ISLAMABAD-Pakistan’s foreign exchange reserves are depleting sharply due to the repayment of previous loans, as the county repaid $922 million against previous loans in last two weeks.
Foreign exchange reserves held by State Bank of Pakistan had declined by $342 million during week ended on 25-September-2020. Later, the reserves had further tumbled by $580 million in the week ended on 02-October-2020. However, the inflow of $300 million from Asian Development Bank (ADB) had helped the SBP in maintaining its reserves. 
The total liquid foreign reserves held by the country stood at $19.351 billion on 02-October-2020.The break-up of the foreign reserves position shows that foreign reserves held by the State Bank of Pakistan are $12.154 billion and net foreign reserves held by commercial banks are $7.196 billion.
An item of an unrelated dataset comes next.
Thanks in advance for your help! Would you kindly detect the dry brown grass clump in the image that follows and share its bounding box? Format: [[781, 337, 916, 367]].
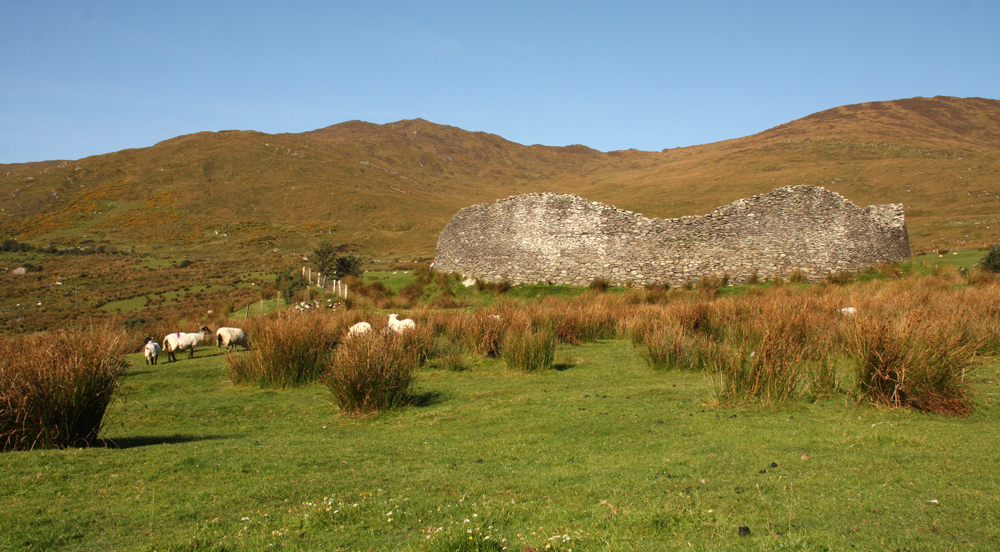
[[226, 311, 347, 387], [0, 327, 128, 451], [323, 331, 419, 415]]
The country had already repaid $484 million against old loans during the month of July this year. The heavy repayments on external account may further aggravate the situation in coming months. Pakistan has to repay $10.363 billion against previous loans and interest payment during current fiscal year. Of which, $8,338 million (82 percent of total external public debt servicing) was repaid as principal and $1,802 million (18 percent) as interest on the outstanding stock of external public debt. According to the ministry of Economic Affairs, around 65 per cent of total external public debt repaid during July of fiscal year 2020-21 constitutes the repayments of some of the foreign commercial loans and international Sukuk which were obtained/issued by the previous government. During the fiscal year 2020-21, the government settled $51 million worth of foreign commercial loans. Similarly the government has also repaid $331 million to multilateral and $102 million to bilateral development partners. Considering foreign exchange constraints, financing of development projects and repayments of these huge external public debts compel the incumbent government to further borrow from multiple sources.
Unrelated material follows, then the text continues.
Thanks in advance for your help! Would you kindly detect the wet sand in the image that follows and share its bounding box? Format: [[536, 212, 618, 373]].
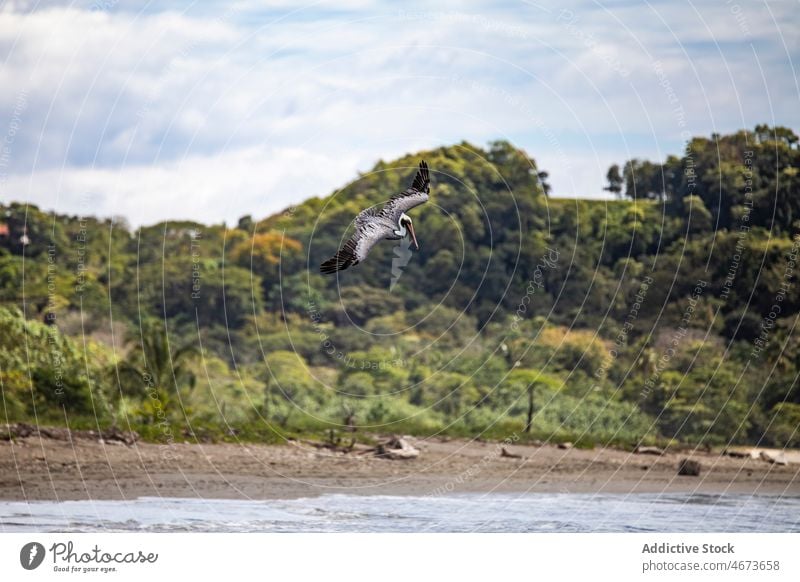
[[0, 436, 800, 500]]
However, the controlled current account deficit would help the government in improving the foreign exchange reserves. Pakistan has registered a current account surplus for the second straight month in August on account of remittances sent in by the expatriates as well as cheaper imports. According to the State Bank of Pakistan (SBP), the current account balance remained in surplus “amounted to $508 million and $297 million during July and August 2020”, respectively. In addition, the cumulative current account surplus came in at $0.805 billion in the July-August 2021 period, as opposed to a deficit worth $1.2 billion in the comparable time frame, last year.
The SBP had said that efforts to attract workers’ remittances, flexible exchange rate and relatively benign import prices explain the improving current account balance. The Asian Development Bank had recently projected that Pakistan’s current account deficit is anticipated to remain contained at the equivalent of 2.4% of GDP in FY2021, unchanged from the ADO 2020 forecast. Exports are expected to grow in FY2021 with the likely pickup in economic activity in Pakistan’s major trade partner.